Low Degree Extension Polynomials

July 16, 2024

Low Degree Extension Polynomials

In the context of interactive proofs, and consequently arguments and ZKPs, it is often useful to represent a dataset or a function as a polynomial called its low degree extension. Extending a dataset and extending a function work in the same way, since we can represent any dataset as a function mapping indices to values, and any function as a dataset containing all input-output pairs.

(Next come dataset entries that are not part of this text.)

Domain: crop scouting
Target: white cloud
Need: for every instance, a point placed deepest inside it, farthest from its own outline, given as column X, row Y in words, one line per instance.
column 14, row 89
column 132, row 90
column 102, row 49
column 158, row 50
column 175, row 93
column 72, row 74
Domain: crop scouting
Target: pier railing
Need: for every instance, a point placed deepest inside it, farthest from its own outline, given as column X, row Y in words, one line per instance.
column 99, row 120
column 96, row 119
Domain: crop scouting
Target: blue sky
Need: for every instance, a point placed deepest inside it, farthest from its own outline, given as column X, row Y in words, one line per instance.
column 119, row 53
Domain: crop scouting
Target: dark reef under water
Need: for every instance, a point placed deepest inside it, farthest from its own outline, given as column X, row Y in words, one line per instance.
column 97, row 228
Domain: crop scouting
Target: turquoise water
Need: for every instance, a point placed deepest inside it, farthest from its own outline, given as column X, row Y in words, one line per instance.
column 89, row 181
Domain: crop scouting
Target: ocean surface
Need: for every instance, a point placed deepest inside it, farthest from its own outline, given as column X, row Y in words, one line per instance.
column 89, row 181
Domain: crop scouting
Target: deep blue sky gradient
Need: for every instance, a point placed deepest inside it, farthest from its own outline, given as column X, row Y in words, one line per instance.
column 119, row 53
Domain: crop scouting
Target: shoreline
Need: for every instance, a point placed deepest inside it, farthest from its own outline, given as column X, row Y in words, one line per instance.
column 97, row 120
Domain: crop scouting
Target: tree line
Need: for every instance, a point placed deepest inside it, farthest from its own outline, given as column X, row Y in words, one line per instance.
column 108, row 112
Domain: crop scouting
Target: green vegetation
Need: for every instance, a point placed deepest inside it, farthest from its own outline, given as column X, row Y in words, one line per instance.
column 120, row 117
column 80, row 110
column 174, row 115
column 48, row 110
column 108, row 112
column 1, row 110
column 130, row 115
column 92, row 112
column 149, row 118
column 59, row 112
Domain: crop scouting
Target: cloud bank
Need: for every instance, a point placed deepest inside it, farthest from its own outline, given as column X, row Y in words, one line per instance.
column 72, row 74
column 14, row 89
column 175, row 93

\text{m = "hello world" = ("h", "e", "l", "l", "o", " ", "w", "o", "r", "l", "d")} \in \mathbb{F}_p^{11} \\ f_m : \{0,\dots,10\} \rightarrow \mathbb{F}_p \\

Given a dataset of length $n$ where each symbol in the data can be mapped to an element of a finite field $\mathbb{F}_p$ , we can represent the dataset as an $n$ -dimensional vector of elements in $\mathbb{F}_p$ .

a = (a_1,\dots,a_n) \in \mathbb{F}_p^n

We can also represent the dataset with a function that maps indices $x \in \{0,\dots, n-1\}$ to the corresponding entries in the vector $a \in \mathbb{F}_p^n$ .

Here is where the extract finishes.